As reivindicações chinesas foram contestadas pelas Filipinas, Taiwan e
Vietnã, e também pelos Estados Unidos. Até agora, a Indonésia tentou
manter-se neutra nessas disputas e até se ofereceu como mediadora. O ato
de renomear as águas ao norte do país é, contudo, uma proclamação dos
direitos indonésios a águas reclamadas pela China. Anunciar publicamente
essa disputa é não apenas um ato contra a China como também uma atitude
muito “dura” da Indonésia. A China imediatamente sinalizou seu
desagrado com a renomeação. A Indonésia não está recuando.

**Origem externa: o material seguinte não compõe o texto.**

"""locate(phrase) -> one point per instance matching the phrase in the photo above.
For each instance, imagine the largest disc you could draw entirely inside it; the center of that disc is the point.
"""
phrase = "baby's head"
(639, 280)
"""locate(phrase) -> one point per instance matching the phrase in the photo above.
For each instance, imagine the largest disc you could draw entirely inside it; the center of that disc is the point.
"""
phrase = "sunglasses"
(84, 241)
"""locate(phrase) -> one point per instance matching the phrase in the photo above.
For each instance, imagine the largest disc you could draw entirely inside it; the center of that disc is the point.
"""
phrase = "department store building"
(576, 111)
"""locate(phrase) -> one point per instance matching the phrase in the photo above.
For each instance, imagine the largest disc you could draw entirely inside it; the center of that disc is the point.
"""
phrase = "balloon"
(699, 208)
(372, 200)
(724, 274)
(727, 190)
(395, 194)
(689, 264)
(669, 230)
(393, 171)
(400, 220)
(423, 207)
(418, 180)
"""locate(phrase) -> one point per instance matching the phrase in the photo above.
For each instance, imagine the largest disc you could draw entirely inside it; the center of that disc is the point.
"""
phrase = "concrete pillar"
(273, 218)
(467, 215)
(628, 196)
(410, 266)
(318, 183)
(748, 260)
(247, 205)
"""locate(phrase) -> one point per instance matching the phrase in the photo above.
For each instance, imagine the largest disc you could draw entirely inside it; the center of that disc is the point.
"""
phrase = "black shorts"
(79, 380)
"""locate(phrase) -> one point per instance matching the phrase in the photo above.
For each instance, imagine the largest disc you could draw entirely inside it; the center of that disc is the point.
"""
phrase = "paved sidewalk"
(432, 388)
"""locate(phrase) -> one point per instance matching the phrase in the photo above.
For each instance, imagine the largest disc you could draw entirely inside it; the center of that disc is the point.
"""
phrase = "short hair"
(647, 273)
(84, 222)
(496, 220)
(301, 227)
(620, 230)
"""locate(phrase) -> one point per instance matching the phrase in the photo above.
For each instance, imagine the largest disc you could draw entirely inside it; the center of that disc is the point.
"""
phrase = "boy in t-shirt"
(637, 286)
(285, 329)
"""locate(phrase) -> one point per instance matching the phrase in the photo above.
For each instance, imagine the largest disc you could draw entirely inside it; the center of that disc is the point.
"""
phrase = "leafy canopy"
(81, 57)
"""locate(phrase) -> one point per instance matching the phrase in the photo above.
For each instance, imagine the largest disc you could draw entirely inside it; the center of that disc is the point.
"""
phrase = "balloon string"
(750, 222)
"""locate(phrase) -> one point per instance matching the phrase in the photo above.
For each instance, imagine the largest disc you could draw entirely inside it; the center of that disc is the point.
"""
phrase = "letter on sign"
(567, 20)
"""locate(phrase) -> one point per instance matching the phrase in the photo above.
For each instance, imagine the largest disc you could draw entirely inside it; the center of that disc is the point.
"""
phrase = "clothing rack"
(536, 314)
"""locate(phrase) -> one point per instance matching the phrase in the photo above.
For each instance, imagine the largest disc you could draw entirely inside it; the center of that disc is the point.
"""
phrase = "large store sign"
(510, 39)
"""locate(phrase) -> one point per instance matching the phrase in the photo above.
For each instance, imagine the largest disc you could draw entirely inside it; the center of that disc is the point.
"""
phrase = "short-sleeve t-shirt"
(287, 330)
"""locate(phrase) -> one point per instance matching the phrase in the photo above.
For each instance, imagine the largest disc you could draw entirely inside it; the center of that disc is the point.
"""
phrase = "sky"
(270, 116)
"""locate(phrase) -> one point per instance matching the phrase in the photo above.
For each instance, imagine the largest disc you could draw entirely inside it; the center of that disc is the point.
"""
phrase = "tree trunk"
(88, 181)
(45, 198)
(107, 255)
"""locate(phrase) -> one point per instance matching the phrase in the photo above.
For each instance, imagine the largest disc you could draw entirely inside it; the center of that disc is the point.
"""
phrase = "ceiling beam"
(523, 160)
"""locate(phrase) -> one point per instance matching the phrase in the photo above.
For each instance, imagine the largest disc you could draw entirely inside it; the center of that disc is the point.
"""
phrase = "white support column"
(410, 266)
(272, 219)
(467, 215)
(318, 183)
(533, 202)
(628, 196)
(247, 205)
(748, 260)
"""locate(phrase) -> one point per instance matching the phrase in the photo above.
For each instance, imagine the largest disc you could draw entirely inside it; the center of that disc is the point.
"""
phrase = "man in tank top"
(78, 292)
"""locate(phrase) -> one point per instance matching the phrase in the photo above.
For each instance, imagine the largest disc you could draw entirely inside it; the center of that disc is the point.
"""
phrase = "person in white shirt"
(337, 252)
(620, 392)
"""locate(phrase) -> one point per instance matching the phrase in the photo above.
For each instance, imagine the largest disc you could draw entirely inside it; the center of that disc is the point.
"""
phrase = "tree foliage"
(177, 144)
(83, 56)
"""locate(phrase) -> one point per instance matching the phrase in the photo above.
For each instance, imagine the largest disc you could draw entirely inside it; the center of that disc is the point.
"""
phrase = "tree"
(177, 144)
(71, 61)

A terceira virada em alianças é menos dramática porque já acontece há
algum tempo. Todavia, agora assumiu uma forma dramática. A Turquia
parece ter renunciado a suas obrigações como membro da OTAN, ao decidir
pela compra de um sistema militar russo de mísseis terra-ar, que não é
“interoperável” pelos aliados da OTAN.
Esse ato é considerado um grande giro nas antigas relações turcas com
a Europa Ocidental e os Estados Unidos. Da perspectiva turca, é
simplesmente uma resposta a atos hostis de membros da OTAN contra ela.
Tem ainda implicações para alianças geopolíticas e grandes arranjos
econômicos. É uma maneira de relegar ao passado disputas entre a Turquia
e a Rússia sobre a Síria e o Irã. Também aqui é preciso averiguar o
quanto durará.
Viradas dramáticas são o arroz com feijão cotidiano de uma crise
estrutural. Isso significa que viveremos em incerteza caótica até que a
crise estrutural seja resolvida em favor de uma das duas pontas da
bifurcação. Precisamos concentrar nossas análises e nossas ações naquilo
que torna mais provável o lado progressista da bifurcação ultrapassar,
no médio prazo, o lado reacionário, para a resolução dessa luta.